Paper Info Reviews Author Feedback Meta-Review Back to top

List of Papers Browse by Subject Areas Author List

Abstract

Geometric reconstruction and SLAM with endoscopic images have advanced significantly in recent years. In most medical fields, monocular endoscopes are employed, and the algorithms used are typically adaptations of those designed for external environments, resulting in 3D reconstructions with an unknown scale factor.

For the first time, we propose a method to estimate the real metric scale of a 3D reconstruction from standard monocular endoscopic images, under unknown varying albedo, without relying on application-specific learned priors. Our fully model-based approach leverages the near-light sources embedded in endoscopes, positioned at a small but nonzero baseline from the camera, in combination with the inverse-square law of light attenuation, to accurately recover the metric scale from scratch. This enables the transformation of any endoscope into a metric device, which is crucial for applications such as measuring polyps, stenosis, or assessing the extent of diseased tissue.

Links to Paper and Supplementary Materials

Main Paper (Open Access Version): https://papers.miccai.org/miccai-2025/paper/1790_paper.pdf

SharedIt Link: https://rdcu.be/eHw3r

SpringerLink (DOI): https://doi.org/10.1007/978-3-032-05127-1_18

Supplementary Material: https://papers.miccai.org/miccai-2025/supp/1790_supp.zip

Link to the Code Repository

N/A

Link to the Dataset(s)

EndoMapper dataset: https://doi.org/10.7303/syn26707219

BibTex

@InProceedings{IraRaú_EndoMetric_MICCAI2025,
        author = { Iranzo, Raúl AND Batlle, Víctor M. AND Tardós, Juan D. AND Montiel, José M. M.},
        title = { { EndoMetric: Near-Light Monocular Metric Scale Estimation in Endoscopy } },
        booktitle = {proceedings of Medical Image Computing and Computer Assisted Intervention -- MICCAI 2025},
        year = {2025},
        publisher = {Springer Nature Switzerland},
        volume = {LNCS 15969},
        month = {September},
        page = {180 -- 190}
}

Reviews

Review #1

Please describe the contribution of the paper

The article proposes a method to recover the scale of geometric 3D reconstructions obtained by applying SLAM/SfM to image sequences acquired by a monocular, conventional endoscope. The method exploits photometric constraints arising from the fact that endoscopes have one or more punctual near-light sources that cause noticeable illumination decay in surfaces that are imaged at close range. The camera is calibrated both geometrically and radiometrically (camera response function and vignetting), the intensity of punctual light sources are constant and their positions are known with respect to camera, and the scene is assumed to have a single albedo. Given the sparse 3D reconstruction and camera poses, the method recovers scale, camera gain at each frame, and am initial constant encoding albedo and illumination intensity. The paper presents ablation studies in simulated endoscopic sequences, as well as experiments in real GI footage where the size of polyps is estimated.
Please list the major strengths of the paper: you should highlight a novel formulation, an original way to use data, demonstration of clinical feasibility, a novel application, a particularly strong evaluation, or anything else that is a strong aspect of this work.

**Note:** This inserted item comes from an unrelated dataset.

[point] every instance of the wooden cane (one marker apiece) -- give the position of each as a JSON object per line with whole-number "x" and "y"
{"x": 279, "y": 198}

Please provide details, for instance, if a method is novel, explain what aspect is novel and why this is interesting.
- The paper addresses a largely unsolved problem that is the one of finding the true metric scale of 3D reconstruction / inference performed from endoscopic video sequences. The determination of the size of polyps is an application but there are many others
- The concept or idea to solve the problem is interesting and largely new
- The experimental section, comprising ablations studies and tests in real images, is sufficiently persuasive about the method being an idea that worth to explore further.
- The companion video provides a nice overview of the article
Please list the major weaknesses of the paper. Please provide details: for instance, if you state that a formulation, way of using data, demonstration of clinical feasibility, or application is not novel, then you must provide specific references to prior work.
- Missing references that limit the claims: There is relevant prior art in multi-view shape-from-shading in endoscopy under near lightning [a,b] that accomplishes “3D reconstruction with real metric scale from conventional monocular endoscope, solely based in physical principles”. These references should be added, the differences with respect to the submission explained, and some of the claims toned down (e.g. first sentence in conclusion).
- Correctness can be improved: It is stated in the intro that “Photometry is scale dependent due to two factors: … when the light source is positioned at a small, but NONZERO, baseline from optical center”. My understanding is that in general photometry is scale dependent whenever light is at finite distance such that illumination decays with distance. In abstract it is irrelevant if the punctual light source is coincident or displaced with respect to camera center (e.g. in [b] is assumed to be coincident). The need of a baseline b is specific to the formulation of section 3. The statement is misleading and should be removed
- Clarity can be improved: Section 3 is also misleading. I understand that the intention is to persuade the reader that near illumination breaks scale ambiguity, but in a first moment it made me fear that the method was going to assume the strong, irrealist constraints of fronto parallel surface and motion parallel to the surface. I suggest to remove the section or make clear upfront that this is not the model that will be latter considered in the derivations and experiments.
- Lack of information on limitations and required calibrations: My understanding is that the method only works under constant albedo, that camera must be geometrically and radiometrically calibrated, and that the position of line must be known. Although tehre are some references in literature [c,d] the endoscopic camera calibration and determination of position of light source is not trivial to accomplish. The paper should be more clear about limitations, requirements, and ways to meet those requirements.
Please rate the clarity and organization of this paper

Satisfactory
Please comment on the reproducibility of the paper. Please be aware that providing code and data is a plus, but not a requirement for acceptance.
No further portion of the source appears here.